44872 - Rosella Innocenti
01/04/2016
Buongiorno, vorrei sapere per un immobile intestato a mia mamma attualmente domiciliata in casa di riposo (ma ancora residente nell'immobile citato) se è possibile fare un contratto di comodato con il nipote di 1° grado visto che la casa è a disposizione. Grazie

43261 - Elisa Conte
17/12/2015
Mio figlio ha costruito, con regolare concessione edilizia rilasciata a suo nome e relativa abitabilità e residenza in questo immobile sempre a suo nome, la sua unica abitazione sopra un fabbricato che noi genitori avevamo donato con usufrutto. Ha sempre dal 2006 fatto dichiarazione ICI a suo nome. Ad abundiantiam abbiamo fatto anche un contratto di comodato d'uso con data del timbro postale come data certa. Il comune per l'anno 2009 ha chiesto a noi genitori il pagamento dell'ICI come seconda casa per questo immobile perchè il comodato non è registrato.
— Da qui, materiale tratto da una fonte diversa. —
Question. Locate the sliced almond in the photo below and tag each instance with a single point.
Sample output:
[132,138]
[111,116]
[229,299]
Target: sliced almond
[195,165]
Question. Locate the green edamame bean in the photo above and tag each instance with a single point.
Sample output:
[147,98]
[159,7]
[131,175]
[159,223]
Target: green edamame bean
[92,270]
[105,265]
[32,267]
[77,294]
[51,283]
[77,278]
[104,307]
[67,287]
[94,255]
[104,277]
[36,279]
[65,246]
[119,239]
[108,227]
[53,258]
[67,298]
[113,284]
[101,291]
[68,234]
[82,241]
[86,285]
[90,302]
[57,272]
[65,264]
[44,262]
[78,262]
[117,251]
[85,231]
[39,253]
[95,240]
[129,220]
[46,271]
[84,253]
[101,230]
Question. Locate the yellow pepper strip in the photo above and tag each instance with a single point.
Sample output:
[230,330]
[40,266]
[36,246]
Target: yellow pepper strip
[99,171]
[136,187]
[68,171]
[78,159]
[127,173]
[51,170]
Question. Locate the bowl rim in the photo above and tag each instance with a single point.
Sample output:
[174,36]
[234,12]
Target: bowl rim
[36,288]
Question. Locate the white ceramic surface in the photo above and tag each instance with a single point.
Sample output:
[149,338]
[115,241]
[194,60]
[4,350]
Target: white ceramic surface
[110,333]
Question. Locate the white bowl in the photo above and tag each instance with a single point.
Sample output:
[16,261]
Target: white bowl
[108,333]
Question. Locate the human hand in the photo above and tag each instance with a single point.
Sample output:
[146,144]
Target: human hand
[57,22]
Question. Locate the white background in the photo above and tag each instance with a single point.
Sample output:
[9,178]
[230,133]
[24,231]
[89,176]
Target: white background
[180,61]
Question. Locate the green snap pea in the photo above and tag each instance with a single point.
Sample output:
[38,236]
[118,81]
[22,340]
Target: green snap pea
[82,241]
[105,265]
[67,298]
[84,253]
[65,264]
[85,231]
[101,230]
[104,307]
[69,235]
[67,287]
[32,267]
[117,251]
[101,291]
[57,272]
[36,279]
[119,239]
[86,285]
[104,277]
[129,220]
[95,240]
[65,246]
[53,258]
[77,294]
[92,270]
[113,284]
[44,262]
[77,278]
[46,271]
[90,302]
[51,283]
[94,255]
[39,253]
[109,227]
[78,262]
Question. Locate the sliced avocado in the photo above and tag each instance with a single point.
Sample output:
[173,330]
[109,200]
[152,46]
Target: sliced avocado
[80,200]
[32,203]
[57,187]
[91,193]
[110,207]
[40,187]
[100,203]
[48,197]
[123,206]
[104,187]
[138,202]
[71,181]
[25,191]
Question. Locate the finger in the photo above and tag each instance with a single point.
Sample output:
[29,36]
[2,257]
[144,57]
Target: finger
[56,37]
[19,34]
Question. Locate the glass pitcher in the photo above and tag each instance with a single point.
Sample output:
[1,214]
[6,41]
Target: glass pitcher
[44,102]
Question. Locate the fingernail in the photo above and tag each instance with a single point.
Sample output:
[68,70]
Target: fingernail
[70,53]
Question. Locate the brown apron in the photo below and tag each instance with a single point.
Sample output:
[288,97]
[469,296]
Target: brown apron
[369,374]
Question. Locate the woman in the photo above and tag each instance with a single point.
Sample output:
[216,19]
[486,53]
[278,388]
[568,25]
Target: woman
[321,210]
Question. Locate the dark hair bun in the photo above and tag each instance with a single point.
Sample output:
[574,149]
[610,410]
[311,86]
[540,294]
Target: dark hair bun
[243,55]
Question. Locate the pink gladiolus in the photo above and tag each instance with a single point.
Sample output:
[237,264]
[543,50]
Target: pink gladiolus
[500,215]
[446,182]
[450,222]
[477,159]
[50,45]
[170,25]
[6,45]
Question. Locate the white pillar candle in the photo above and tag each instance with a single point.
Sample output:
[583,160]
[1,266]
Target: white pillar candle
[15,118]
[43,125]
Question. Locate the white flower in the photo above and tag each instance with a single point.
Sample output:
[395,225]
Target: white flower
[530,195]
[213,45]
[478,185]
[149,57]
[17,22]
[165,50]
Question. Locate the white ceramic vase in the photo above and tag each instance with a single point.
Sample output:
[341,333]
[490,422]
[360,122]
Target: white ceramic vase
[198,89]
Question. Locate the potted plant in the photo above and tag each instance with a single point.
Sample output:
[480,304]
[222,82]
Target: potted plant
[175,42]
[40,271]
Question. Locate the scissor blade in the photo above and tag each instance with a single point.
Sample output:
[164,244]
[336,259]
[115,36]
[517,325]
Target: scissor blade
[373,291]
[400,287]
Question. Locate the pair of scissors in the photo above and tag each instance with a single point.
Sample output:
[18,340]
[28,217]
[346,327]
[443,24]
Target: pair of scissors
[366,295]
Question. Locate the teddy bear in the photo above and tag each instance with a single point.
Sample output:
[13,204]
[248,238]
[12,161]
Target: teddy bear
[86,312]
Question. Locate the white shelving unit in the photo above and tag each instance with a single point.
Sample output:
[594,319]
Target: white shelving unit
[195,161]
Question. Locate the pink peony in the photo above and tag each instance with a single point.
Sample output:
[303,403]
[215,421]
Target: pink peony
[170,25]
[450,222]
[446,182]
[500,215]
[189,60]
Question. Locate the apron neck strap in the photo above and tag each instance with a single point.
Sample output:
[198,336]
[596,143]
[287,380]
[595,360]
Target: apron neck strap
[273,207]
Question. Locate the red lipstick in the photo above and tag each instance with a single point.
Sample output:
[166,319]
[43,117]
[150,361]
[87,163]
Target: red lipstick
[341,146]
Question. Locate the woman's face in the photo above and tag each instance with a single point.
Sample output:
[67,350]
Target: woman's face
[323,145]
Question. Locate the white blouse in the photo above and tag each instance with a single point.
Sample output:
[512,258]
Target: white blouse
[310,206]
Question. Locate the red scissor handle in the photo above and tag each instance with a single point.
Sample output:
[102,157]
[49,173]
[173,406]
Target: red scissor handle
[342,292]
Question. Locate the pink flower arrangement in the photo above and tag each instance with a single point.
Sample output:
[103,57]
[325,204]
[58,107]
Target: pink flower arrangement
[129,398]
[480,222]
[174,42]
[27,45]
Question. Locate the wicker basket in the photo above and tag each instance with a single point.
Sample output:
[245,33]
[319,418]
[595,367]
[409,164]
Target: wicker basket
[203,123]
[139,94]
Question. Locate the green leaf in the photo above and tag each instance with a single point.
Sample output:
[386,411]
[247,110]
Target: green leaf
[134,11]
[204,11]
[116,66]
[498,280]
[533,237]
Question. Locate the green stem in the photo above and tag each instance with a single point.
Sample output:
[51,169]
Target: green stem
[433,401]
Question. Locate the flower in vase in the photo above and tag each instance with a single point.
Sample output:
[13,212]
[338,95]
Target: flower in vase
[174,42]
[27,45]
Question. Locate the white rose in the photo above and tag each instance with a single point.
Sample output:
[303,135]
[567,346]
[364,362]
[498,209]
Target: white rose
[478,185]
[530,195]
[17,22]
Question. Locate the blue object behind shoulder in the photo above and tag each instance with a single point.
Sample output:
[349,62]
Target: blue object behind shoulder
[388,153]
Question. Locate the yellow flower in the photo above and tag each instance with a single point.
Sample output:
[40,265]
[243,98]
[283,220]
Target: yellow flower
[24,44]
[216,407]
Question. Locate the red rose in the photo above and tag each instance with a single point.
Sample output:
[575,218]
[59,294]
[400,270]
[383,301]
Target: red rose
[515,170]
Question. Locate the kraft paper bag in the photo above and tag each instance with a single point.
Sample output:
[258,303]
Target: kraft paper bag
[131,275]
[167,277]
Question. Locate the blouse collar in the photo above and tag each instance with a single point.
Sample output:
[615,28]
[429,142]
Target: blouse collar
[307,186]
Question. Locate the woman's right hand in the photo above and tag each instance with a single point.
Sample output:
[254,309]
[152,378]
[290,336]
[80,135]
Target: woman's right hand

Da precisare che la registrazione del comodato il comune l'ha prevista nel suo regolamento nel dicembre 2009, mentre il coomodato fatto da noi è datato gennaio 2006. Chiedo ho l'obbligo di registrare questo atto con la sanzione oppure il comune con gli elementi che ha avrebbe potuto concedere l'esenzione dal momento che in paese piccolo sa che mio figlio ha costruito a suo nome questa casa, vi abita e qui gli recapitano tutti gli atti, non ha altra abitazione e paga tutte le utenze. Come mi devo comportare? Grazie

42446 - Redazione
10/11/2015
Valter, è prevista l'esenzione IMU per le seconde case qualora esse siano concesse in comodato gratuito a parenti in linea retta (genitori-figli o figli-genitori) e adibite ad abitazione. Nel caso specifico quindi l'immobile concesso in comodato a sua cognata verrebbe trattato come altra abitazione a disposizione. Consideri tuttavia che il suo comune potrebbe aver previsto per Regolamento forme di agevolazione per i comodati gratuiti concessi a terze persone per immobili adibiti ad abitazione principale. Provi ad informarsi presso l'ufficio tributi del suo comune.

42441 - valter
10/11/2015
Ho dato in comodato d'uso un abitazione a mia cognata, non paga affitto ma paga gli oneri accessori (luce acqua gas ecc.). Siccome è una seconda casa per me, devo pagare l'imu oppure ho facoltà di non pagarla?

42121 - Rosa P.
20/10/2015
Nel 2012 ho concesso a mia figlia in comodato d'uso gratuito l'appartamento di mia proprietà ed il 50% del sottotetto, con scrittura privata registrata. Ora mio figlio vorrebbe andare ad abitare nel sottotetto che vorrei concedergli in comodato d'uso gratuito. Premesso che la figlia non ha nulla in contrario a lasciare libero il 50% a sua disposizione del sottetetto a favore del fratello, chiedo se fosse possibile mantenere in essere il contratto di comodato d'uso con la figlia facendo solo un atto di rettifica evitando così di annullarlo per farne uno nuovo; lo scopo sarebbe quello di registrare solo l'atto di rettifica che costa 200€, evitando l'atto di annullamento (costo 200 €) più il nuovo atto di comodato (altre 200 €). Grazie mille. Pierangela R.